2ちゃんねるで早速、「差別感情剥き出しのレイシスト・ブタダシ」とか書かれたが、僕が君たちを侮蔑するように君たちのほうも侮蔑は自由である。「そうさ?」と佐野史郎のモノマネで言いたい。

そんなことはともかくとして、市民運動や左派が反差別、反レイシズムなどの「政治的に正しい」何かを提起しても、「そうはいってもオレはそんなに正しい生き方してないし、倫理や道徳や正義を強いられても……。それに言う資格あるのか?」と躊躇するのが普通である。だけれども、「ザイトクがひどすぎるから。現場の声を聴いてくれ」とか言われて、とりあえず「そうなのかな」と思うくらいだ。

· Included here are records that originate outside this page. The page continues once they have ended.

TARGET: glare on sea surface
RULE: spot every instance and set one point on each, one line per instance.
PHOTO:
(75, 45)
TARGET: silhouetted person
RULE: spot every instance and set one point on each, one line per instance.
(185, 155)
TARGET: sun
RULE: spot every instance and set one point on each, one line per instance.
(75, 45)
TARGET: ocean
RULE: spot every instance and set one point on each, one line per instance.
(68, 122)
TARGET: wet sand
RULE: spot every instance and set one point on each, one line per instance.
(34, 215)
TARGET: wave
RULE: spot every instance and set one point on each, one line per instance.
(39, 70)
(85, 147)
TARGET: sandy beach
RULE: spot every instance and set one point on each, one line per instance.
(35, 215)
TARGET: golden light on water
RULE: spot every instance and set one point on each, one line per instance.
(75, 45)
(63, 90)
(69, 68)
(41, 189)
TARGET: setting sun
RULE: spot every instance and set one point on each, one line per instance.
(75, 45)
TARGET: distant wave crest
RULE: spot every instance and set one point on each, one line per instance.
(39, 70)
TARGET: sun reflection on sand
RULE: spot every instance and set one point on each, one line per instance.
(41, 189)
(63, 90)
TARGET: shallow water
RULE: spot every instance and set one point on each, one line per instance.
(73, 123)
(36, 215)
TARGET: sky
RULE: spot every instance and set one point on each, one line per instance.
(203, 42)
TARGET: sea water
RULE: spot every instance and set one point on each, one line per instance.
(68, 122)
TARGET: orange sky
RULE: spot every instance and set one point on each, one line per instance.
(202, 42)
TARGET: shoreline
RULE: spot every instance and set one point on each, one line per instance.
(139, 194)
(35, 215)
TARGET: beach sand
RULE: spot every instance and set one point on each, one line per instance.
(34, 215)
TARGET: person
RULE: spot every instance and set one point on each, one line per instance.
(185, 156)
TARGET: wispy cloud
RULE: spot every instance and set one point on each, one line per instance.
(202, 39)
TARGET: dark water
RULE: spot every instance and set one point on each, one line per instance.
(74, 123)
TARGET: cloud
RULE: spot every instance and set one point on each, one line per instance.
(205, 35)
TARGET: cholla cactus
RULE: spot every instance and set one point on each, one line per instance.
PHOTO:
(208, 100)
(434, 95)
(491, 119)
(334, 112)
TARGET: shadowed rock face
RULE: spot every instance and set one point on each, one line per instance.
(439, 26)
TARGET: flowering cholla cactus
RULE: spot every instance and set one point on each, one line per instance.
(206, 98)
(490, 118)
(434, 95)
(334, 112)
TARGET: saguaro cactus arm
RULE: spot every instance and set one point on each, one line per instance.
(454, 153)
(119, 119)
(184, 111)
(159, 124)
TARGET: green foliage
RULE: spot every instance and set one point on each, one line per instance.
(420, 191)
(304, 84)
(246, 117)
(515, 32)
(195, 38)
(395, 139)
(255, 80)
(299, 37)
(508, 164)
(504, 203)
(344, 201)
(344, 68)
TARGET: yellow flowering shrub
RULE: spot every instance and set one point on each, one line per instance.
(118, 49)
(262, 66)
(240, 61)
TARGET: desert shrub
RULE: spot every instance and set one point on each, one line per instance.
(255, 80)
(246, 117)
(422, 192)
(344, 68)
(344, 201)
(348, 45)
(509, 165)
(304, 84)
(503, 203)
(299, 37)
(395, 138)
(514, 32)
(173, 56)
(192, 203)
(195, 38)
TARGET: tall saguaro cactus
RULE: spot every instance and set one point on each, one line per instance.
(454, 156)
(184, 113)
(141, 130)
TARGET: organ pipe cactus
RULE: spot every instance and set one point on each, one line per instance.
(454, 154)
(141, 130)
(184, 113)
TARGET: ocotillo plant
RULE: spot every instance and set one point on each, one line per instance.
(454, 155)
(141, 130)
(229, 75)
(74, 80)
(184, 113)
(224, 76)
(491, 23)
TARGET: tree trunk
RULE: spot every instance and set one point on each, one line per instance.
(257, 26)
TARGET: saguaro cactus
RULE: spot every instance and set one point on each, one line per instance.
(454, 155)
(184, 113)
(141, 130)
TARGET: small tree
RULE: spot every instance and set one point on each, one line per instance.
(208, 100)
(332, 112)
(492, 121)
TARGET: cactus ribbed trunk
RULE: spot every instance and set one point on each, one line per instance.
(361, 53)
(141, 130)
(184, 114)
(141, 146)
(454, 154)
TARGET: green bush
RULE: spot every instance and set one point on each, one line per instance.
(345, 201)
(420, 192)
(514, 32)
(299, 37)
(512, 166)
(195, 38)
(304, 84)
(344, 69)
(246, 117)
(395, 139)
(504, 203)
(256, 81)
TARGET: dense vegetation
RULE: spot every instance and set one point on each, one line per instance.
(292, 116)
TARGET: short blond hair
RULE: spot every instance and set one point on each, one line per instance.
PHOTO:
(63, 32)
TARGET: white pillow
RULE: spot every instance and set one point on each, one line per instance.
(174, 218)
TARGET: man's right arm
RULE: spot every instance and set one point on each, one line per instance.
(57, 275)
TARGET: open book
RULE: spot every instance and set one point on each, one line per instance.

ところが、話があっちゃこっちゃ飛んで、やっぱおまえにも「正しい生き方」を求めるとかいうことになったら、「話がちがや?」と思わないか? 僕は思う。

今回のサブカル論争でいわゆるカウンター側と小田嶋・町山両氏らのやりとりを見ていてそう思ったが、唐突なようだが戦前の小林秀雄と左派の関係を思い出した。類比は限界があるので、そういう留保をつけたうえでの話ですが。柄谷が『近代日本の批評』昭和篇(戦前)で主張した、もともとは平野謙の推測だという小林秀雄が広汎な抵抗のつながりを模索していたという説がある。左翼にとどまらない文学者や政治的自由主義者たちを含めたということだが、仮に平野・柄谷の推測が正しかったとしても(これは大川隆法にでも訊かないと分からない)、左翼知識人・言論人、戸坂潤や中野重治の反応は冷たかった。上述の推測が正しいかどうかを確証する方法はなくても、戸坂の『日本イデオロギー論』における小林を含めた「自由主義者」への批判を読むことはできる。いろいろな意見はあろうが僕はろくでもないと思うが、左翼ってのは100年経っても変わらない部分があるのかなと感じる。

なるほど僕はもちろん(当たり前)、町山氏や小田嶋氏も小林秀雄ではない。木下ちがや氏や野間易通氏も戸坂や中野ではない。それはそうだが、「政治的自由主義者」……。文化人とかなんですが。小林とか西田幾多郎とかね。そういうものに教条的な批判ばかり差し向ける左翼ってどうなのよ。文学主義とか文学者とかに「サブカル」を代入してごらん。政治的自由主義の代わりに経済的新自由主義とかを代入してごらん。そうして本当のところ、問題は政治や経済だけではない。まさに文化なのだ。文化というか主観性というか、ひとびとの……。そこに介入するやり方をどう思うのか、是非皆さんにおうかがいしてみたいところだ。

いやウソだ。君らの意見なんか読みたくない。